CAIRO - The stakes over a US plan for Arab reform are so high that foreign ministers here Thursday deferred it for their heads of state to debate at a summit in Tunis later this month, a leading official said.
Foreign ministers from the 22-member Arab League ended days of intense discussions about the US initiative for political and economic change in the Middle East without reaching a consensus, Arab League chief Amr Mussa told reporters.
"Because of the seriousness of the issue touching on problems tied to national sovereignty and the whole region's future, the ministers decided to send it as it is, and documents related to it, to the heads of state," he said.
Arab monarchs, presidents and other leaders are scheduled to hold a summit in Tunis on March 29-30.
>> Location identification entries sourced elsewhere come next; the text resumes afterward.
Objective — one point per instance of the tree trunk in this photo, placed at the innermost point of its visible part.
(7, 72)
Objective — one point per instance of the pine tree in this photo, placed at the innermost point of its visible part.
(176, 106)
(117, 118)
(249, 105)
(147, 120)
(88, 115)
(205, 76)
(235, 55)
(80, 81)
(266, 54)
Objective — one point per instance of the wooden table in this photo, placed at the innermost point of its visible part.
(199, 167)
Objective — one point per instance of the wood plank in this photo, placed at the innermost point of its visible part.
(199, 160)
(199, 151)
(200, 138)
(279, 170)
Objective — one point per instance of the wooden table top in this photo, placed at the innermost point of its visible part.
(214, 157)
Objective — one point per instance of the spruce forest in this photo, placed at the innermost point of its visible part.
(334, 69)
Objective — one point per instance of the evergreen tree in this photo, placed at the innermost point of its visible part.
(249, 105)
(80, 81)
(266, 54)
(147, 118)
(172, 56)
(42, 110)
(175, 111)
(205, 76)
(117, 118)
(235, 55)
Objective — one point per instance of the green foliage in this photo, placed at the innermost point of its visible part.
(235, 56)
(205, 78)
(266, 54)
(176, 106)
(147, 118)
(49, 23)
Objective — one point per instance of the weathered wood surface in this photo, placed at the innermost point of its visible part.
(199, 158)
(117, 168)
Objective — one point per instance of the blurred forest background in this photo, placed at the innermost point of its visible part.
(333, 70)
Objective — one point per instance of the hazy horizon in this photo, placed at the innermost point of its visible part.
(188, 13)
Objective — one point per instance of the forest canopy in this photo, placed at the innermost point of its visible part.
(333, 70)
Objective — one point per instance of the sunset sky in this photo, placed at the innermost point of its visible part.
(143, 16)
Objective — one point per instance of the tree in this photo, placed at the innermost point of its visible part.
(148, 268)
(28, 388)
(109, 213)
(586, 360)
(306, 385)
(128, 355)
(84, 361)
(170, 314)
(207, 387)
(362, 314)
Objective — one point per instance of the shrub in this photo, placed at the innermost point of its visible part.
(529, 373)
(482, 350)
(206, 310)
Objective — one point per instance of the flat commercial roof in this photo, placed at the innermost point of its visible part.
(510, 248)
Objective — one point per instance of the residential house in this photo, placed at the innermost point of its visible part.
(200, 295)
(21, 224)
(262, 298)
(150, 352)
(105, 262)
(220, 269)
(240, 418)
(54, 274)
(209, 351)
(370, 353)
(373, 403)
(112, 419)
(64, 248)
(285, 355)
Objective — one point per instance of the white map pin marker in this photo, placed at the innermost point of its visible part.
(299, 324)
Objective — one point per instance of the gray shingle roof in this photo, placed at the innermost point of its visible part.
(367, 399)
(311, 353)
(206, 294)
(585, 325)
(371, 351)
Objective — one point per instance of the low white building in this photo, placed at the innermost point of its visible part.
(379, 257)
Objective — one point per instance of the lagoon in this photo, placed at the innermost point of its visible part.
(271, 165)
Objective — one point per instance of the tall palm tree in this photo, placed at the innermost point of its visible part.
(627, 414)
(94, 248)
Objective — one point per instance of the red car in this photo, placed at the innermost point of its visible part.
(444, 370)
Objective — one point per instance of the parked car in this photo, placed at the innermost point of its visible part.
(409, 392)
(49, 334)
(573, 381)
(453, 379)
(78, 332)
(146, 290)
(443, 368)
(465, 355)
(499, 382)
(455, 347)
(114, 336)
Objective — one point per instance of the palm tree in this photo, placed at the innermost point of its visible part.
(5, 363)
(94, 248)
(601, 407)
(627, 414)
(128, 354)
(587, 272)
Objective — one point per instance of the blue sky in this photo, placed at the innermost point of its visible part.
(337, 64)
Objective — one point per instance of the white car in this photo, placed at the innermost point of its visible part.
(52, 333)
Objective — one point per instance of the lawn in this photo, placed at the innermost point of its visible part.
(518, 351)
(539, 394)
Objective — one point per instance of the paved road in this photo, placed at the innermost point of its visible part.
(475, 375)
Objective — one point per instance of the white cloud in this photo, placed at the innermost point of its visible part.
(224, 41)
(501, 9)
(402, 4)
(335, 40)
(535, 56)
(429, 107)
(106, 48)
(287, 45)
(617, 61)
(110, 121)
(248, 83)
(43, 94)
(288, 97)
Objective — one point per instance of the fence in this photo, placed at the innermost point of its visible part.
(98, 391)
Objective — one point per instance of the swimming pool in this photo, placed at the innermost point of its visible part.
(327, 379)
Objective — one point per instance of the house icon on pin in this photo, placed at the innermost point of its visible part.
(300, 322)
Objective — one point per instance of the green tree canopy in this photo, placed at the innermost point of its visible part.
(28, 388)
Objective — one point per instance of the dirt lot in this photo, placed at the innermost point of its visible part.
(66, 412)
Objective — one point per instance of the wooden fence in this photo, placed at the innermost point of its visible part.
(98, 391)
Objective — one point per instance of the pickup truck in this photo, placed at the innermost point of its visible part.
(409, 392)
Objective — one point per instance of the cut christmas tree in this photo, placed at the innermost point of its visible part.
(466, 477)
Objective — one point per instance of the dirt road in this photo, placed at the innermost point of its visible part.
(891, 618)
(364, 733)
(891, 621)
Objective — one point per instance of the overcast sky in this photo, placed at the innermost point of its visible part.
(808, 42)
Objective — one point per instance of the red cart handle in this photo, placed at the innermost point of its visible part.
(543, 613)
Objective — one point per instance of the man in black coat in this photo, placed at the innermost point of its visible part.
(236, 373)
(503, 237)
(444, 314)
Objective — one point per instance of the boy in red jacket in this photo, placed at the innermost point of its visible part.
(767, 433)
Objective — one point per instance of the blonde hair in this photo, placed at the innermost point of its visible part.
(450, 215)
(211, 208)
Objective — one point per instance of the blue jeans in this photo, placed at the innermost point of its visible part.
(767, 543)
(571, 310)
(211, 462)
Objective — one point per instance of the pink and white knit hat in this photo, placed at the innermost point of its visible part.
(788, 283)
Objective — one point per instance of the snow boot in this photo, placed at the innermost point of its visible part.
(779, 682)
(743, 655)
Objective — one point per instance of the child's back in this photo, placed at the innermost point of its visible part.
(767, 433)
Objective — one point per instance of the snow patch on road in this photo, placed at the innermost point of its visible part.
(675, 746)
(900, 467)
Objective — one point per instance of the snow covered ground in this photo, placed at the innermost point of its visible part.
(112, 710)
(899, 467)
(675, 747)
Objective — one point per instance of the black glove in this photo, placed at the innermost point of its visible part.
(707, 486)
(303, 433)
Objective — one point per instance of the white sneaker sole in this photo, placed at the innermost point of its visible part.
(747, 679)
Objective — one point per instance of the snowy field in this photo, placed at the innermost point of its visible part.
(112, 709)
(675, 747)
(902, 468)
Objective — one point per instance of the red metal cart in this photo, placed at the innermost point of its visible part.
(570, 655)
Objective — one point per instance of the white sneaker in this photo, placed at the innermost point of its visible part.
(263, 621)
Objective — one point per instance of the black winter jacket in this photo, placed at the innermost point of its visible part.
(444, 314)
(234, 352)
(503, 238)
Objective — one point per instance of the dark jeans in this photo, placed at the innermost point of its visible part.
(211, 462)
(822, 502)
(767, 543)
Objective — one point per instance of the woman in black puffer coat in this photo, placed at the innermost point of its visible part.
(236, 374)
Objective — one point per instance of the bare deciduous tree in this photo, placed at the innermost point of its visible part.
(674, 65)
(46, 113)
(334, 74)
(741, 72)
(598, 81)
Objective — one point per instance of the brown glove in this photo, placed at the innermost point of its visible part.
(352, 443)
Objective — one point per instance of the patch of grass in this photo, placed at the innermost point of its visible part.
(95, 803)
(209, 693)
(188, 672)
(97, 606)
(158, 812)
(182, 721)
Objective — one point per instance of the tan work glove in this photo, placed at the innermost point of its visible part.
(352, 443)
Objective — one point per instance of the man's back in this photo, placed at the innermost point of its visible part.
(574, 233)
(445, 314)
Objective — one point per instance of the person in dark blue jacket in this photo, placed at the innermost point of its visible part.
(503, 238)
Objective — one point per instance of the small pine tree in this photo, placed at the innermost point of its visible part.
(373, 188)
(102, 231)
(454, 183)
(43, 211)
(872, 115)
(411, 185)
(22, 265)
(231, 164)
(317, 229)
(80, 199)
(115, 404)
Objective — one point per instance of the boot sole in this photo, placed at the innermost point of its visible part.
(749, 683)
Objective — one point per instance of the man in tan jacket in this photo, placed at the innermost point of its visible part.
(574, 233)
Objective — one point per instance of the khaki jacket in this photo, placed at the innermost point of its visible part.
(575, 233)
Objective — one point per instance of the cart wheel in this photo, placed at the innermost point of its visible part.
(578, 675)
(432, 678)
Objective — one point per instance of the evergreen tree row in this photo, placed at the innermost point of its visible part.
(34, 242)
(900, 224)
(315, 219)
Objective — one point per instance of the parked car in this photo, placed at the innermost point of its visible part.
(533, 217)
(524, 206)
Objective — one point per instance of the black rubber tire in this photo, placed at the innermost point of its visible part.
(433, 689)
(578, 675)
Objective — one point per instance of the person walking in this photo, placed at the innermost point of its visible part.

The ministers had hoped during their meetings in Cairo to draft a joint plan for reform, which would amount to a counter-proposal to Washington's "Greater Middle East Initiative".
Washington, which has sought to reassure Arabs that such a plan can only work if reform comes from within, hopes to launch its initiative during a summit of the Group of Eight (G8) industrialised nations in June.
The US initiative aims to encourage democratic reform and economic opening in the Arab world and other Muslim countries in a bid to abate frustration and poverty on which international terrorism is thought to thrive.
Nearly all the Arab countries are ruled by authoritarian regimes. They have branded the US initiative as interference in their affairs and criticised its failure to address the Palestinian-Israeli conflict.
However, Qatar on Wednesday criticised Arab states for rejecting the initiative before knowing its contents.